The advances in high-throughput sequencing technologies and growth in data sizes has highlighted the need for scalable tools to perform quality assurance testing. These tests are necessary to ensure that data is of a minimum necessary standard for use in downstream analysis. In this paper we present the SAMQA tool to rapidly and robustly identify errors in population-scale sequence data.
SAMQA has been used on samples from three separate sets of cancer genome data from The Cancer Genome Atlas (TCGA) project. Using technical standards provided by the SAM specification and biological standards defined by researchers, we have classified errors in these sequence data sets relative to individual reads within a sample. Due to an observed linearithmic speedup through the use of a high-performance computing (HPC) framework for the majority of tasks, poor quality data was identified prior to secondary analysis in significantly less time on the HPC framework than the same data run using alternative parallelization strategies on a single server.

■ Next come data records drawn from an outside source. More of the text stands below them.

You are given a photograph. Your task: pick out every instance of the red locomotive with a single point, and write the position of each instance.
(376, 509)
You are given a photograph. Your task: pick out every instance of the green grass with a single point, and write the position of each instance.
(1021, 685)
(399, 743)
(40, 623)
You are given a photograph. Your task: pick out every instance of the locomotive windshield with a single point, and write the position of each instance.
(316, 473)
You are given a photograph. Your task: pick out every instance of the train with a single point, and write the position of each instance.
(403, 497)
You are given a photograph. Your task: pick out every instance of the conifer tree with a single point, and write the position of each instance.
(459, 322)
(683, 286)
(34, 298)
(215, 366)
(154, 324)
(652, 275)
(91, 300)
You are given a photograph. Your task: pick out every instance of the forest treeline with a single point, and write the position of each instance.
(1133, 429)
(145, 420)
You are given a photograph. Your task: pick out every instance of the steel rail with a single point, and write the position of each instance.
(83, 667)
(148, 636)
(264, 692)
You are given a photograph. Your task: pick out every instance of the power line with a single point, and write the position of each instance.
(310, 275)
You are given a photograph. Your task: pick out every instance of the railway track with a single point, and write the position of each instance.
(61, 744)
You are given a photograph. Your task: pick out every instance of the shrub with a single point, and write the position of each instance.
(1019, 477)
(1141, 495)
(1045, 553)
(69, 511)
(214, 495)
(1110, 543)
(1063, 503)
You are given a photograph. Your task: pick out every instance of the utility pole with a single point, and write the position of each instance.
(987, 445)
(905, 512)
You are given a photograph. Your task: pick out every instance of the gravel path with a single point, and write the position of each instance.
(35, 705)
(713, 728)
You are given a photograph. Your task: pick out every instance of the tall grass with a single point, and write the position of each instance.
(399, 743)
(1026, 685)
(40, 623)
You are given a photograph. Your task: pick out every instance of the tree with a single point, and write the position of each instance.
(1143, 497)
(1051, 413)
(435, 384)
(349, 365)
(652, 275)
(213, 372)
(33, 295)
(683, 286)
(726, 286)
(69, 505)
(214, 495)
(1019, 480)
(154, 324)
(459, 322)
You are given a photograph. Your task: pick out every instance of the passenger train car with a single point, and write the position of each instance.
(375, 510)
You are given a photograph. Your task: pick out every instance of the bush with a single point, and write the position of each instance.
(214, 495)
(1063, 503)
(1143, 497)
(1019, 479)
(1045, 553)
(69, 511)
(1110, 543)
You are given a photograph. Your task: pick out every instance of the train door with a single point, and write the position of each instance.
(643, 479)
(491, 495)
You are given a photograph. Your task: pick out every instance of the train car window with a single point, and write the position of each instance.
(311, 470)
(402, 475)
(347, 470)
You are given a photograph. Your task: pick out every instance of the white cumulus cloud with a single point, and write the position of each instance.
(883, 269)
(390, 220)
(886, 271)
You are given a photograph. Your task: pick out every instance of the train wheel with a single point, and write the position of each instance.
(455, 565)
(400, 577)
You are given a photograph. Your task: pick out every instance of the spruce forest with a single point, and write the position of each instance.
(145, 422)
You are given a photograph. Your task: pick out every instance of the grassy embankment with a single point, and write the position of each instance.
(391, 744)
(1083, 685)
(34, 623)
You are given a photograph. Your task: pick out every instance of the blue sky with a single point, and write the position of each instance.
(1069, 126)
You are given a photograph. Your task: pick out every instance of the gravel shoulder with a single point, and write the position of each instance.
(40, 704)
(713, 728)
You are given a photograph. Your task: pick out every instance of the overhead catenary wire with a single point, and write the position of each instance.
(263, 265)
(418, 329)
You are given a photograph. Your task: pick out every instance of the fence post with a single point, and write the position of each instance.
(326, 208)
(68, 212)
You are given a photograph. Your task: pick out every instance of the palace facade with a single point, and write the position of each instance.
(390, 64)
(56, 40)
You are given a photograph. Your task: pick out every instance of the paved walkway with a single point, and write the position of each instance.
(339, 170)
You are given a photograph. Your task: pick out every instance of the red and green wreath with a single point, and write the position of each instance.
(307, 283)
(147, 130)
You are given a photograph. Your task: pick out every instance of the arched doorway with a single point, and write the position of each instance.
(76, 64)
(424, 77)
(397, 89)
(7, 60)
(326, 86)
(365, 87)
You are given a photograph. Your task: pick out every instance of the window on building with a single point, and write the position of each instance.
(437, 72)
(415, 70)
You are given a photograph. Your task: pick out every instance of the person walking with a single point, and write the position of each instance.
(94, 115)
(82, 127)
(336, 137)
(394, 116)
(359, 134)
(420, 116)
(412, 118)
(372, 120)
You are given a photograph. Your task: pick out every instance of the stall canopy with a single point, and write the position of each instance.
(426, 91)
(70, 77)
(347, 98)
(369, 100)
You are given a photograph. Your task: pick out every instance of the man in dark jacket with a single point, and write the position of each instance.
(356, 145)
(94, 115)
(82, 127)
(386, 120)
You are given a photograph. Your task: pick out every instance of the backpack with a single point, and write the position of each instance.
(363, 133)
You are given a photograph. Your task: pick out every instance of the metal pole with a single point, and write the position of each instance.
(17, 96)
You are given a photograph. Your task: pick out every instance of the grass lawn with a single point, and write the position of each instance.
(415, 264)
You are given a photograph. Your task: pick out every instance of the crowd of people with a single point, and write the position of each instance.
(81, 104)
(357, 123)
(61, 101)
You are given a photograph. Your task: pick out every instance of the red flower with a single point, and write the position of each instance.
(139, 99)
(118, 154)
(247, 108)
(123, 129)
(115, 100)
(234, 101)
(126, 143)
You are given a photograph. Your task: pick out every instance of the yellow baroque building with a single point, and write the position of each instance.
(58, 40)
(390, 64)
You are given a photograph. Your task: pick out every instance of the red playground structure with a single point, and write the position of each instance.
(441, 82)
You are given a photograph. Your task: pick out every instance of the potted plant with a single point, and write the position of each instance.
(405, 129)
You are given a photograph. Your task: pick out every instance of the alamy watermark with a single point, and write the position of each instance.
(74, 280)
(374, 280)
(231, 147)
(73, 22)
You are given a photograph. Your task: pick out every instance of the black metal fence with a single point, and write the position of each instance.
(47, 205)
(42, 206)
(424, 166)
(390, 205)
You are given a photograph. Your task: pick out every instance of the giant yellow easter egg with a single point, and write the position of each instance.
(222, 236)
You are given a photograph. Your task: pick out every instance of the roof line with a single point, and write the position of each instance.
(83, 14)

The SAMQA toolset validates a minimum set of data quality standards across whole-genome and exome sequences. It is tuned to run on a high-performance computational framework, enabling QA across hundreds gigabytes of samples regardless of coverage or sample type.
The growth in high-throughput sequencing means that there is a need for standardized, robust and scalable tools to perform quality assurance tests on the resulting data. The QA tools need to be extensible and are required to do more than check for instrument specific problems. The tools need to be able to check for both adherence to known standards and also to identify problems that may have arisen in sample preparation.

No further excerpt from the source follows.